The ECCO products make it possible to calculate geodetically relevant quantities such as the ocean angular momentum and center of mass, based on fields that are constrained to many data sets, most recently including GRACE-derived bottom pressure fields. Such time series, available at the Special Bureau for the Oceans/International Earth Rotation and Reference Systems Service (https://euler.jpl.nasa.gov/sbo/sbo_home.html), can be used to explore the role of the ocean in the excitation of Earth rotation changes.
The global coverage, continuity in time, and consistency with observations of the ECCO fields make them ideal for geodetic investigations of the role of the ocean on the Earth’s variable shape, rotation and gravity field.
Davis, J., and N. Vinogradova, 2017: Causes of accelerating sea level on the East Coast of North America. Geophys. Res. Lett., 44, doi:10.1002/2017GL072845.
Quinn, K. J., R. M. Ponte, P. Heimbach, I. Fukumori, and J.-M. Campin, 2019: Ocean angular momentum from a recent global state estimate, with assessment of uncertainties. Geophys. J. Int., 216(1), 584–597, doi:10.1093/gji/ggy452.
van Dam, T., X. Collilieux, J. Wuite, Z. Altamimi, and J. Ray, 2012: Nontidal ocean loading: amplitudes and potential effects in GPS height time series. J. Geod., 86, 1043–1057, doi:10.1007/s00190-012-0564-5.
Volkov, D. L., and V. Zlotnicki, 2012: Performance of GOCE and GRACE-derived mean dynamic topographies in resolving Antarctic Circumpolar Current fronts. Ocean Dyn., 62, 893–905, doi:10.1007/s10236-012-0541-9.

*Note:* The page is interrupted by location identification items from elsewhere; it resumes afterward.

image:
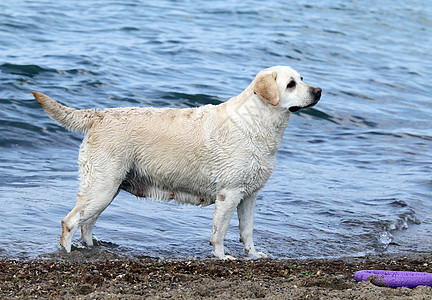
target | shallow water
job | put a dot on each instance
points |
(353, 174)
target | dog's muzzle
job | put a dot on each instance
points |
(316, 92)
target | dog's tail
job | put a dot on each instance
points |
(72, 119)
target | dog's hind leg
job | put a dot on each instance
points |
(245, 212)
(225, 205)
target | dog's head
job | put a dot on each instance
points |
(283, 87)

A New 20-year Ocean Climatology
A new 20-year ocean climatology is available for ocean circulation and climate studies based on the recent ECCO version 4 release 3 ocean state estimate. In comparison to conventional climatologies based on observations alone, the new ECCO climatology accounts for the very great inhomogeneity with which the ocean has been observed. The new climatology includes all conventional variables of a general circulation model over the entire water column and is consistent with the diversity of data available from the global observation system. All basic convservation rules for ocean circulation, including enthalpy and energy, are obeyed to machine precision in the model equations.
Fukumori, I., P. Heimbach, R. M. Ponte, and C. Wunsch, 2018: A Dynamically Consistent, Multivariable Ocean Climatology. Bull. Am. Meteorol. Soc., 99, 2107–2128, doi:10.1175/BAMS-D-17-0213.1.

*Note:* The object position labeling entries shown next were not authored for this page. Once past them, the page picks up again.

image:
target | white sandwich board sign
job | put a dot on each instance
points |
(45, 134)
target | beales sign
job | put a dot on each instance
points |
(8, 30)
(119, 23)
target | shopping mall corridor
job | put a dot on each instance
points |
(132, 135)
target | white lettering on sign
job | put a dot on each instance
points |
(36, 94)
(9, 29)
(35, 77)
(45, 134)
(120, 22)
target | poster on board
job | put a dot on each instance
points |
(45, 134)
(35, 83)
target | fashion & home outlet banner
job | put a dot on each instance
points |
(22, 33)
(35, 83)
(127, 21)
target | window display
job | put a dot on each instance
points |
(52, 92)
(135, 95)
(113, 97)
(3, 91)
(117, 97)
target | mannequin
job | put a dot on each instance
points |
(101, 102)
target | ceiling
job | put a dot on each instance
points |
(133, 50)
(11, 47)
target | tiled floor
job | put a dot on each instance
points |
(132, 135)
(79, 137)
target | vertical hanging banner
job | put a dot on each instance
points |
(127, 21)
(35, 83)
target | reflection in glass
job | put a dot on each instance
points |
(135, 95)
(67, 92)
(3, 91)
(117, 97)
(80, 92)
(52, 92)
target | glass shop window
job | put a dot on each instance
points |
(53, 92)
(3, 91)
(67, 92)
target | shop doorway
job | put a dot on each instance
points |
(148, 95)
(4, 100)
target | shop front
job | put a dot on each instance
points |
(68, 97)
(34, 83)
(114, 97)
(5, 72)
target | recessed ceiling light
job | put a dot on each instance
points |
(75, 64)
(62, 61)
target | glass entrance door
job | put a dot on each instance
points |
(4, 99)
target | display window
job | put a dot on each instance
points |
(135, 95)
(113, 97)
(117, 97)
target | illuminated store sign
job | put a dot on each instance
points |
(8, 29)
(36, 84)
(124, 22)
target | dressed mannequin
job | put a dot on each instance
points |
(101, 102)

Mechanisms of the recent decadal trend of the North Atlantic Ocean heat content
The subpolar North Atlantic (SPNA) reversed trends in ocean heat content from warming during 1994–2004 to cooling over 2005–2015. ECCO V4r3 reveals that this reversal is the result of anomalous horizontal midlatitude gyre circulation acting on the mean temperature gradient, rather than changes in overturning circulation. Results have implications for decadal predictability.
Piecuch, C. G., R. M. Ponte, C. M. Little, M. W. Buckley, and I. Fukumori (2017), Mechanisms underlying recent decadal changes in subpolar North Atlantic Ocean heat content, Journal of Geophysical Research: Oceans, 122(9), 7181-7197, doi:10.1002/2017JC012845.

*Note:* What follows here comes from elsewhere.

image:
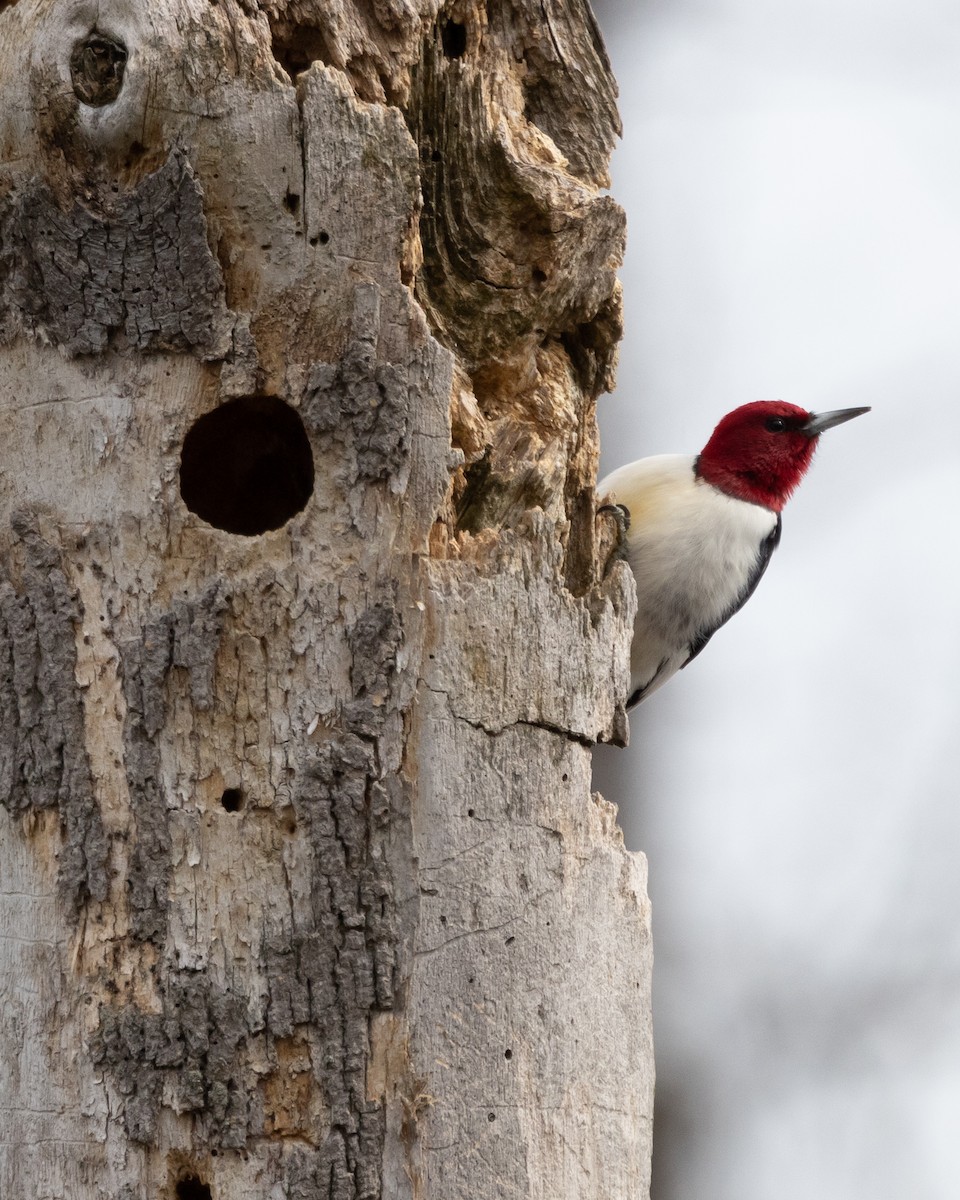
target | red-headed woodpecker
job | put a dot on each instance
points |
(702, 528)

Coherent Arctic Ocean Bottom Pressure Variations
Across the Arctic Ocean and the Nordic Seas, GRACE and in-situ observations identified a basin-wide mode of ocean bottom pressure and sea-level fluctuation with spatially near-uniform amplitude and phase. This basin-wide fluctuation is barotropic and dominates the region’s large-scale variability from sub-monthly to interannual timescales. Using ECCO v4 and its adjoint, the source of these coherent ocean bottom pressure variations were identified as being coastally-trapped waves generated by winds along the continental slopes of the Arctic Mediterranean and its neighboring seas including the North Atlantic Ocean. Winds drive Ekman transport across the large bathymetric gradients, forcing mass divergence between the shallow coastal area and the deep ocean basins and creating ocean bottom pressure anomalies of opposite signs in the two regions. The resulting propagation and mutual interaction of these waves gives rises to the observed pressure anomalies. This study illustrates the utility of using the model’s adjoint for identifying causal mechanisms underlying a complex system
I. Fukumori, O. Wang, W. Llovel, I. Fenty and G. Forget, 2015: A near-uniform fluctuation of ocean bottom pressure and sea level across the deep ocean basins of the Arctic Ocean and the Nordic Seas. Prog. Oceanogr., 134, 152-172.